[la nwaʁod] (n. propr. VACH.)
Politiquement correct et langage suranné ne font parfois pas bon ménage. Vous savez combien le moderne aime le lisse, le sans relief, le diaphane et le neutre, le pisse-vinaigre et le peine-à-jouir. Je vous préviens de suite le mot que voilà peut vous choquer si à l’aveugle vous préférez le non-voyant ou au con le mal-comprenant. Dans ce cas ne lisez pas ce qui suit, je n’en serai nullement fâché.
La Noiraude est une série animée de saynètes nous contant les états d’âme bien souvent noirs d’une vache normande dénommée du même nom. La Noiraude date de la fin des années 70 (1977) et est de ce fait surannée.
Elle ruminait tranquillement dans l’Île aux Enfants sur TF1 et nous téléphonait sa noirceur de non sens en trois minutes montre en main. On fricotait au second degré avec elle à une époque où la télé était encore un peu folle. C’était bien.
« Allô, je voudrais parler au vétérinaire…
-Ne quittez pas je vous le passe !
–Allô docteur, la Noiraude à l’appareil…
-Qu’est ce qui ne va pas encore la Noiraude ? »
Tout commençait par ce dialogue; à chaque fois. Un petit rituel d’introduction qu’on aimait imiter pour son ton dépressif et traînant. On entendait le cadran du téléphone qui tournait, le 🎶Tutututututututututu, ça sonnait et une secrétaire mal-aimable décrochait. Et puis elle lui passait le docteur qui essayait d’apaiser son âme en peine. C’était vraiment bien.
La Noiraude fut abattue sans sommation dans son pré alors qu’elle y paissait tranquillement. On m’a dit qu’elle n’a pas souffert. Elle avait vécu une saison. Des tenants victimaires au langage pétri de bienséance l’avaient prise pour cible, décrétant que son nom ne pouvait perdurer, qu’il était humiliant, qu’il aurait été préférable de la nommer « La De-couleur-foncée » ou quelque chose du genre. Ils avaient déjà à leur palmarès plusieurs techniciens de surface et une spécialité pâtissière à la guimauve (un délice). Les pauvres bougres ne savaient pas qu’en tuant la Noiraude c’est le langage et son esprit qu’ils assassinaient à grands coups de novlangue.

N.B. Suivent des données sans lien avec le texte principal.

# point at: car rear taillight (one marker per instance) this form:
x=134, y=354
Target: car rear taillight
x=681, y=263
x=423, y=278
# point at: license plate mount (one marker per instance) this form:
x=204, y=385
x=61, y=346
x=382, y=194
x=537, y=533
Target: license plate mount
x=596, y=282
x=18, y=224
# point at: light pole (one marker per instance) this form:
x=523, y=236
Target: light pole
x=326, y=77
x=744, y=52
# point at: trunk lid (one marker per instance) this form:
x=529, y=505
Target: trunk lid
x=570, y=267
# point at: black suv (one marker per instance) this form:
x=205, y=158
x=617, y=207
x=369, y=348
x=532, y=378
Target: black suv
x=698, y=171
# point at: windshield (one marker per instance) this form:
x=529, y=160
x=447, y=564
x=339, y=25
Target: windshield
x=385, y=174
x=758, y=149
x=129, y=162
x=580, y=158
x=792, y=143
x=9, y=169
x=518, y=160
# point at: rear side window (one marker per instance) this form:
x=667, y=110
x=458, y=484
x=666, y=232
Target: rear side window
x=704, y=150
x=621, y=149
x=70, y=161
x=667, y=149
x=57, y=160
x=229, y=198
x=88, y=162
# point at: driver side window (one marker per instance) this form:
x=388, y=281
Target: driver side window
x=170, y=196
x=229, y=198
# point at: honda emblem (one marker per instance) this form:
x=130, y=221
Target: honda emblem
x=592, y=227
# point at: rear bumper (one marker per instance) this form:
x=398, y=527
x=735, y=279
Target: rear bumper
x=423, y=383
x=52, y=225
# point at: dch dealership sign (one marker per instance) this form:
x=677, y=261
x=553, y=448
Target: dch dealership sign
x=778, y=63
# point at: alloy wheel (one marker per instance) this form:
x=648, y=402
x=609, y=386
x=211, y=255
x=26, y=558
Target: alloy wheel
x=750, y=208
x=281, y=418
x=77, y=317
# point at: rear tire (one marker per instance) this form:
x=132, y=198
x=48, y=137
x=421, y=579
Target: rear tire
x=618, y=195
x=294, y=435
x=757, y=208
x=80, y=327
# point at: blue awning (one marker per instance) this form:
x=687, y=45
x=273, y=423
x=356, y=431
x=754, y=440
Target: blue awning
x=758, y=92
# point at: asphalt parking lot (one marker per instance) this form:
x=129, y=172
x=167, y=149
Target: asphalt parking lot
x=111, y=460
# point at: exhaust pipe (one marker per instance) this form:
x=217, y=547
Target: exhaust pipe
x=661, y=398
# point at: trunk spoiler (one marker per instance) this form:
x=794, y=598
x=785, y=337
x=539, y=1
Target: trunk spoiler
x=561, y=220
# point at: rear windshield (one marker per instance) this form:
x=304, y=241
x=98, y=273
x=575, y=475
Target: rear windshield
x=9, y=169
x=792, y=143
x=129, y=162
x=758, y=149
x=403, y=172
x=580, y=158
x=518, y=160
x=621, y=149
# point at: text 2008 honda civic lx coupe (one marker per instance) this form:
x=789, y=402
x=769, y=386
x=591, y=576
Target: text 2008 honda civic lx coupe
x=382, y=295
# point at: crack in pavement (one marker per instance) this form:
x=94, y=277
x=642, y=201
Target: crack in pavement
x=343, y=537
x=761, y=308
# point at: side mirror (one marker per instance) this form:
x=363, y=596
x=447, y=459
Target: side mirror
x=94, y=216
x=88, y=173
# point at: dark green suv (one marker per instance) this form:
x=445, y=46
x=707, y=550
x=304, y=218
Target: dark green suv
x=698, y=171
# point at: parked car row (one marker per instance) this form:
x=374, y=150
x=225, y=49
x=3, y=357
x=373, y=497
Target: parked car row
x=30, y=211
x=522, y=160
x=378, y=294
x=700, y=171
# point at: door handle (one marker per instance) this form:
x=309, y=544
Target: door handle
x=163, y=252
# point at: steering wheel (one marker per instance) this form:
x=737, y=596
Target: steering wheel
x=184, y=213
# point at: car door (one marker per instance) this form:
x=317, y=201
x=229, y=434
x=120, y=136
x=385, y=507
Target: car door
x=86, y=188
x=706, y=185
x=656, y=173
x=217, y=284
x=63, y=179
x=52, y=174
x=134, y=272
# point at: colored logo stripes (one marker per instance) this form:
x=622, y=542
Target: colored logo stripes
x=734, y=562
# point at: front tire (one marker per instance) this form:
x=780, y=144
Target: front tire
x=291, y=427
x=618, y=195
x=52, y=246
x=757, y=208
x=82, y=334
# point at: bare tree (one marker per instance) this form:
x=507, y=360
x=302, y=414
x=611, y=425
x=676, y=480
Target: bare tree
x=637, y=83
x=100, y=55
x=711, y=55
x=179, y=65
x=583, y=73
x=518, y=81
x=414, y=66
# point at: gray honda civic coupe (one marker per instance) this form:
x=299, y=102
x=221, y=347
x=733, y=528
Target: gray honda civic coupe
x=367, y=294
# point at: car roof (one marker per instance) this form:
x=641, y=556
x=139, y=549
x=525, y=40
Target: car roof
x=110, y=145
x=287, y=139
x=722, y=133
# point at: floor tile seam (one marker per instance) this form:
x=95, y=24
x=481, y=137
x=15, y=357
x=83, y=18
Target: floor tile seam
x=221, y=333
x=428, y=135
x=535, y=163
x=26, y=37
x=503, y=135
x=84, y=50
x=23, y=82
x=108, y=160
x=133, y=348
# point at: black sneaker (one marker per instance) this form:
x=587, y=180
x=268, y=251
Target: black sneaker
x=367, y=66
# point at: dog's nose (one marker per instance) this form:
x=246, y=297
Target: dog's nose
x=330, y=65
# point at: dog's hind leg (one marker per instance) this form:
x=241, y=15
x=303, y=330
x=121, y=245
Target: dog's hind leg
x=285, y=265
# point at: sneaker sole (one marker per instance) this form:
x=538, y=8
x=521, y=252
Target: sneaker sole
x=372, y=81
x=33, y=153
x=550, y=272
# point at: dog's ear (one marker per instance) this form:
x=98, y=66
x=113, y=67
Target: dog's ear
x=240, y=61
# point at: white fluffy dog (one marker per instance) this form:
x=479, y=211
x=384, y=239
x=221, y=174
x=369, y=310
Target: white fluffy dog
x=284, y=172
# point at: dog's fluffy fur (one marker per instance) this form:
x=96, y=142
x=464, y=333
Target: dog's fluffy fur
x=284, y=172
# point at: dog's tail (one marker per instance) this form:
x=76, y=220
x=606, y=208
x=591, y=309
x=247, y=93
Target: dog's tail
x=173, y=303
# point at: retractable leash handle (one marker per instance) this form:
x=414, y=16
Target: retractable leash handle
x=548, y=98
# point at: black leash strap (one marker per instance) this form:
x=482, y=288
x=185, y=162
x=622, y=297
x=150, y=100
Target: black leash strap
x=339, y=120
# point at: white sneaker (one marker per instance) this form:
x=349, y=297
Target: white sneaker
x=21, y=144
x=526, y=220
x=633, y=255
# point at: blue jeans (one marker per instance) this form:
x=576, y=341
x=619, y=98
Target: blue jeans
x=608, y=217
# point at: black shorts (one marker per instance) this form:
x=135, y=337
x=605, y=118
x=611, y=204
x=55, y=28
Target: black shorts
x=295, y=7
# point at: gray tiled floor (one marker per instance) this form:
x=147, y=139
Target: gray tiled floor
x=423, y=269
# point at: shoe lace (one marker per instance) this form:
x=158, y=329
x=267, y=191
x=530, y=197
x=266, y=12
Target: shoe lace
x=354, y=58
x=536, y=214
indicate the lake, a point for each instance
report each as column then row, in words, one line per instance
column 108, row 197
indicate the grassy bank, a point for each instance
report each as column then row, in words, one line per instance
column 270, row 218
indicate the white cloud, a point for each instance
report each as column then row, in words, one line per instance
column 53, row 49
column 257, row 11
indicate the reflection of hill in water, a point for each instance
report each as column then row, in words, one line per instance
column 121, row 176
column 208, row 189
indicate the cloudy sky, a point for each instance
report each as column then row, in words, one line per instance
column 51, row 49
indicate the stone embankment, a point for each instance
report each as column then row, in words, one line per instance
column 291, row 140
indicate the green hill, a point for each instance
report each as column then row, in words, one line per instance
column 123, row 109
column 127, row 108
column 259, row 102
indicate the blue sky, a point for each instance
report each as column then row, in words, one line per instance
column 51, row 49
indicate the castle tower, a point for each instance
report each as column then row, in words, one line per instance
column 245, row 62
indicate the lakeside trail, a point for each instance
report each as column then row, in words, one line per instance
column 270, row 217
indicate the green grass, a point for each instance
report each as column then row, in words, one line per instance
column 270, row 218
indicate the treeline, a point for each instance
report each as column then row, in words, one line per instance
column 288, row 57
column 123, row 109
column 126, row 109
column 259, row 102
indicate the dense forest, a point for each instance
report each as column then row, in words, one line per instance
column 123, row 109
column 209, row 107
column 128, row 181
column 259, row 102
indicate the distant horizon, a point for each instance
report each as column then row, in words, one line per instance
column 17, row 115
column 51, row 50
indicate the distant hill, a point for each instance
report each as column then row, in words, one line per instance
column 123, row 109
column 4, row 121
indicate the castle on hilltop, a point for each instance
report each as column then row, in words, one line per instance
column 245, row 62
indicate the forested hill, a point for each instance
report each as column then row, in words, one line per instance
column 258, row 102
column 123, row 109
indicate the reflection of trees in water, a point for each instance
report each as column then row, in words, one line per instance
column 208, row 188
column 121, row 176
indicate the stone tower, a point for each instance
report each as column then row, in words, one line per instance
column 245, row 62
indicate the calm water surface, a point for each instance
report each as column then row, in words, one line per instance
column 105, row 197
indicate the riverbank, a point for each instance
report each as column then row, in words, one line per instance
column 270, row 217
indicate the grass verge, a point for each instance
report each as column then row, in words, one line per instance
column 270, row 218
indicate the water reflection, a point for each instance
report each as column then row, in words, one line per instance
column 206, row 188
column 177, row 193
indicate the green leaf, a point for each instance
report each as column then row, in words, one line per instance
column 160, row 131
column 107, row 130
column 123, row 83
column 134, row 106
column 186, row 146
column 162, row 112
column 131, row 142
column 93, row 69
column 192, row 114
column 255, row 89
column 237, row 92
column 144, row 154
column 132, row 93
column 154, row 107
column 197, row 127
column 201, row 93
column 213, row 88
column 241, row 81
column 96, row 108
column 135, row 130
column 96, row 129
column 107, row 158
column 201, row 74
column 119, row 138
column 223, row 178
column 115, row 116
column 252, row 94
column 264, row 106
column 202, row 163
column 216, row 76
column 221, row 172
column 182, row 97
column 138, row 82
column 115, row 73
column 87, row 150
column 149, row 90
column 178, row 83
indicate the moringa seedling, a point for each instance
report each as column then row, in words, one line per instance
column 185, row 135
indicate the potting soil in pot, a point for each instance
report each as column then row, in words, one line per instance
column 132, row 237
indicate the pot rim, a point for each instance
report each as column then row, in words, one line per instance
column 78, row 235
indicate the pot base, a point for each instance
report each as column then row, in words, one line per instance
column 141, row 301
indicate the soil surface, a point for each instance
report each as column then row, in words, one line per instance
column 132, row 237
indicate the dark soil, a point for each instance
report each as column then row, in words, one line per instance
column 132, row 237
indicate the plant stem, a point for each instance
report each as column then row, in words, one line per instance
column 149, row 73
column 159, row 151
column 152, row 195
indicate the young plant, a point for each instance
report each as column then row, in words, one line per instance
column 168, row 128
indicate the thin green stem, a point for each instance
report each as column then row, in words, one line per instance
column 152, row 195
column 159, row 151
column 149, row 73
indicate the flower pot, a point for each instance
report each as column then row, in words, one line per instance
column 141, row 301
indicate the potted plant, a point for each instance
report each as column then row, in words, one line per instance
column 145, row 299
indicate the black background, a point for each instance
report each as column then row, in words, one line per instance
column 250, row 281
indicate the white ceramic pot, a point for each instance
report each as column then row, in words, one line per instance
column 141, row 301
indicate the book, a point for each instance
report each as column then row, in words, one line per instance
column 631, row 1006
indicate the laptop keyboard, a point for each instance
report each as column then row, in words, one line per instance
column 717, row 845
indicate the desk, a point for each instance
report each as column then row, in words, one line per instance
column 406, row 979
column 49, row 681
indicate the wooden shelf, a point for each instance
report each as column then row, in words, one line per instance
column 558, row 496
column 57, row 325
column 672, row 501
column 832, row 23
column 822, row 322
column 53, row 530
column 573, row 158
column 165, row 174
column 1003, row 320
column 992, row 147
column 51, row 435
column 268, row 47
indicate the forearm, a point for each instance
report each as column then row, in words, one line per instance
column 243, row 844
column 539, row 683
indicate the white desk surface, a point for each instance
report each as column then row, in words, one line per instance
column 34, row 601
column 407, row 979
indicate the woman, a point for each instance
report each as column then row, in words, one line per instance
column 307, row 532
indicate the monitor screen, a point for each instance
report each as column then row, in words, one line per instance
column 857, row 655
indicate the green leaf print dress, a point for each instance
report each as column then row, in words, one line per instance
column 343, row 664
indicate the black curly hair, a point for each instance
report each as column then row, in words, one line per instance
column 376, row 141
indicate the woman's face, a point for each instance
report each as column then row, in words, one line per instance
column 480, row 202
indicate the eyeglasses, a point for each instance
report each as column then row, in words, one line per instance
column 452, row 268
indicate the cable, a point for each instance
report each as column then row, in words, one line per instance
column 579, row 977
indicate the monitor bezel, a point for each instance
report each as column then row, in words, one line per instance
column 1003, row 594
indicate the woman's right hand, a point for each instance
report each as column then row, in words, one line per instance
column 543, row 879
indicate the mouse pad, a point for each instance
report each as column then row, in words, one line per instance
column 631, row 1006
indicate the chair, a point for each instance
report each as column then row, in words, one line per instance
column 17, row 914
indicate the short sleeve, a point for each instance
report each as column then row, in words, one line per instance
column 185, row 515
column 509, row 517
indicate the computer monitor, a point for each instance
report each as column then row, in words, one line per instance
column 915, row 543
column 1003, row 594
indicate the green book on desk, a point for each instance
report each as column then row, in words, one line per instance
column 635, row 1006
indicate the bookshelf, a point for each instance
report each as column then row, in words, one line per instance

La Noiraude c’était la voix de Ginette Garcin, artiste touche-à-tout qui avait débuté avec Boby Lapointe et Jean Yanne, c’est vous dire si en termes d’humour décalé badigeonné au faux cynisme elle avait été à bonne école. Ginette avait aussi joué dans Dupont Lajoie (tourné par Yves Boisset en 1975), c’est vous dire si en termes de racisme ordinaire et de folie des hommes elle avait aussi été à bonne école.
La Noiraude n’avait aucun mépris pour qui que ce soit, bien au contraire. Les mal-comprenant ont souvent du mal à parler suranné.